Because of her refunds specs and battery distribution, Demeter is not well-suited to Tiamat farming—Castoria is the way to go. With an MLB Black Grail, an NP2 level 90 Demeter does roughly 365k damage out of niche, or 590k in niche. Demeter needs both higher NP levels and grails to reach non-niche 90++ damage thresholds even with class advantage. Demeter needs gold Fous, level 120, NP5, Castoria NPs, and niche to break a million damage against non-Archers. She technically can get there, which is better than some Servants have, but it takes a ton of investment.
Demeter does also have potential for multicore setups, especially if you only need a single AoE NP. Demeter only needs 30% extra charge to NP, assuming she has Mana Loading, which means she slots cleanly into Tiamat and Castoria multicore teams. You can toss her second skill onto your single-target DPS, and if you’re fighting Earth enemies you get access to an AoE NP with relatively little damage and charge loss compared to just bringing a second Tiamat or Castoria.
For CQs, Demeter brings consistency tools and healing, which makes her a good point Servant for conventional Castoria stall setups. My usual recommendation for a third support for this is Lady Avalon, but Tamamo, Reines, and now Flora are all also solid picks for Castoria stall. You can also run a burst-oriented Demeter team, as long as HP thresholds are relatively low, and have confidence that you aren’t likely to be stymied by things like random stuns or invulns, which can be nice.
If you don’t have the supports to run optimized teams, Demeter’s partywide buffs mean she works well in teams with at least one other damage-dealer, especially if that damage-dealer also provides partywide buffs. For mid-difficulty fights, you can get away with not bringing two full supports especially if both of your damage-dealers are also supporting each other.
Demeter passively outheals The Black Grail’s demerit at all times, and she really needs all the extra damage she can get.
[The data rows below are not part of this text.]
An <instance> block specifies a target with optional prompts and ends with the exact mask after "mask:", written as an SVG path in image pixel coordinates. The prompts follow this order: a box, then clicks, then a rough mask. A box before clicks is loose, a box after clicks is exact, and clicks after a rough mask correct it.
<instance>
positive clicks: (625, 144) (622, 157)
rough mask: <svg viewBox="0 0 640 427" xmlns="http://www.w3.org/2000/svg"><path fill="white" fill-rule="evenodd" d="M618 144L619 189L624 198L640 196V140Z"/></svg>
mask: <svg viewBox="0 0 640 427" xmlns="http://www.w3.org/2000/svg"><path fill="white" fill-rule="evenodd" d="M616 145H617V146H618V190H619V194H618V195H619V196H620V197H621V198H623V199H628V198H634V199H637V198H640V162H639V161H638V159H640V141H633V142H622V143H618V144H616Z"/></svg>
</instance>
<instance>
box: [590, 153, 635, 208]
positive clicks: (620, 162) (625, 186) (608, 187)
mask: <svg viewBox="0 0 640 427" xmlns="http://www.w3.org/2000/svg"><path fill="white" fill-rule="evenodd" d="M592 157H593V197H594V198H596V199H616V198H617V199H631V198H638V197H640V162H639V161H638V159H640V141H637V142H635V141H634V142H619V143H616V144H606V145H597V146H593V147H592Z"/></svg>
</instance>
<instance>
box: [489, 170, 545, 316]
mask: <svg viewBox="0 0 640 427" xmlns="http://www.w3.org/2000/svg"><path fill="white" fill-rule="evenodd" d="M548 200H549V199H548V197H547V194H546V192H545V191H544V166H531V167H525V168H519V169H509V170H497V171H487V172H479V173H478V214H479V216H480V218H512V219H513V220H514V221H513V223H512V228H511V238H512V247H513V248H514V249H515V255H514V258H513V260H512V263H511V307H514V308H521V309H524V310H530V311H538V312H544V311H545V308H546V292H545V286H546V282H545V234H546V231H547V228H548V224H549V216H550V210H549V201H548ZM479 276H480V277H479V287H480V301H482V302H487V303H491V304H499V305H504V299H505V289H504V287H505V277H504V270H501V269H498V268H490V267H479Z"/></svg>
The Black Grail is solidly her best CE choice.
There isn’t anything obvious Demeter needs that CCs can provide. Crit damage CCs are decent here due to Demeter’s lack of in-kit crit buffs, but she’s also not likely to actually crit consistently in most teams, so they won’t always be helpful. You could also lean into her consistency by giving her CCs that remove offensive buffs, or lean into her bulk by giving her damage cut or healing CCs.
Demeter will need grails if you want to make her into a 90++ farmer, unless you’re only using her against Earth-attribute Archers. I wouldn’t recommend grailing her, though—she’s only fine, and grails won’t really change that.
Demeter is extremely consistent, and she brings a lot of solid-if-generic CQ-oriented tools. Her damage is quite low, though, especially in farming contexts, and FGO is largely past the point where “low damage, but with utility” is appealing, especially when that utility isn’t anything we haven’t seen before. She’s a situationally decent multicore unit and she has enough going for her that you might flex her in for the right CQ, so I won’t call her outright bad, but I do think she’s eminently skippable from a gameplay standpoint.